About one in five patients had to have their diagnoses changed.
Mike Nesbitt said the work done to date as part of the Deceased Patients Review (DPR) has been "challenging and extensive".
He said he wished "to apologise for the hurt caused to the neurology recall patients and the families affected by these matters, and I would like to reiterate my thanks and appreciation to them for their cooperation and patience".
The 2022 review identified concerns over clinical decision-making, diagnostic approach, communications with other clinicians, and interactions with patients.
The Department of Health (DoH) had asked the Regulation and Quality Improvement Authority (RQIA) to commission this "parallel piece of work" to ensure that the records of all patients or former patients of Michael Watt who died in the 10 years prior to the neurology recall were subject to expert review.
The RQIA commissioned the Royal College of Physicians (RCP) to review the clinical case notes of Michael Watt's patients during this time.
According to the RQIA, it is estimated that in the 10-year period prior to May 2018, more than 3,000 deceased patients may have been under the care of Mr Watt at some point in their lives.
The 18 families who have approached the RQIA to have an Expert Review carried out in relation to a deceased family member will be included in a further DPR phase.
Its purpose being to "provide the opportunity to impart answers, if possible, to the families in respect of the quality of care and treatment provided to their deceased relatives".
The RQIA, which will again commission the undertaking of this phase, has welcomed the health minister's announcement.
Colin Armstrong's late mother Ruth was misdiagnosed by Michael Watt in 2001.
He said the announcement on Wednesday is "not satisfactory at all", describing it as "neither adequate nor acceptable".
Mr Armstrong wants to see "the full implementation of this review" with the examination of all cases, not just over a ten year period, but from when Michael Watt was first appointed a consultant.
"We need to know everything about what this man did," he said.
"The failure to implement this review is a form of cover-up.
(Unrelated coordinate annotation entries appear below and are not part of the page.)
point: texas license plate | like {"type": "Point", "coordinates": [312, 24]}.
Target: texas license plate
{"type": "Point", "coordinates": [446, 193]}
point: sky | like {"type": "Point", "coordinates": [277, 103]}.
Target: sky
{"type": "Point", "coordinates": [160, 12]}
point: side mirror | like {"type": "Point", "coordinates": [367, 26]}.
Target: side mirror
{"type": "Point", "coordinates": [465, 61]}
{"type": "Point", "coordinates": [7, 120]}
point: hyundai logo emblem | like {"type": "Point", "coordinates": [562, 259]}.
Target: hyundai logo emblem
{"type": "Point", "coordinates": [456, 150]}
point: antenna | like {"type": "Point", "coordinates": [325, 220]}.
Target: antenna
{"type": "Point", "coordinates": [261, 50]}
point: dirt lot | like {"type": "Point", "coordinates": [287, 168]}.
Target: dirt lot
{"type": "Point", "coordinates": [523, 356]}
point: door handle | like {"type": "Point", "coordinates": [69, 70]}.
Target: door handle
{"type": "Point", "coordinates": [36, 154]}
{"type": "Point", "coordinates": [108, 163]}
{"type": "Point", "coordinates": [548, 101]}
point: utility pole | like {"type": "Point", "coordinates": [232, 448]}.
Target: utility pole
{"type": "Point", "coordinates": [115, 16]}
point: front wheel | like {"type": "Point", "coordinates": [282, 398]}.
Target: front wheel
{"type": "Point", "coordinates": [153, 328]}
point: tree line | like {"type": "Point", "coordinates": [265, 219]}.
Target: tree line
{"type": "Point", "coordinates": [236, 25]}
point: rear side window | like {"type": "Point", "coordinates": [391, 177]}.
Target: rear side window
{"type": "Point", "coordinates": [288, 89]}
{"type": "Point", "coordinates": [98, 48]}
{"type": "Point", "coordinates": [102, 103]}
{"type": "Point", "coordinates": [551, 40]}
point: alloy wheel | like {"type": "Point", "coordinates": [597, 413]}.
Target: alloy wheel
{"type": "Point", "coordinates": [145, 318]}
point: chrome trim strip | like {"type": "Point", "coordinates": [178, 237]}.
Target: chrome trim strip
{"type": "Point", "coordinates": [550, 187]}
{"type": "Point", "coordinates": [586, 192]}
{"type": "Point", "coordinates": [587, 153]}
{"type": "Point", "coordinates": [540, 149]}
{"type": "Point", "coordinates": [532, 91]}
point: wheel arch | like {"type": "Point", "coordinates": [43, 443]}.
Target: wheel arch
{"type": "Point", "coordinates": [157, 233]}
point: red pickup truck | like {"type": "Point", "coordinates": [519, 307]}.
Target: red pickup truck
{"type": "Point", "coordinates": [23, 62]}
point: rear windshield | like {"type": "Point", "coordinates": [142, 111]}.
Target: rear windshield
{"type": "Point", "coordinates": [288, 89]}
It's cover-up by not investigation."
Mr Armstrong said this review is "important" because "it is not just about private grief, it's about public interest".
Any additional families who are interested in having their deceased family member's clinical records reviewed should contact the RQIA no later than 31 December 2024.
The RQIA Family Liaison Team will engage with families to understand: their wishes, needs and concerns; whether their deceased relatives’ case is likely to fall within the scope of the Expert Review of Records of Deceased Patients; and to provide information on the Expert Review of Records of Deceased Patients to date.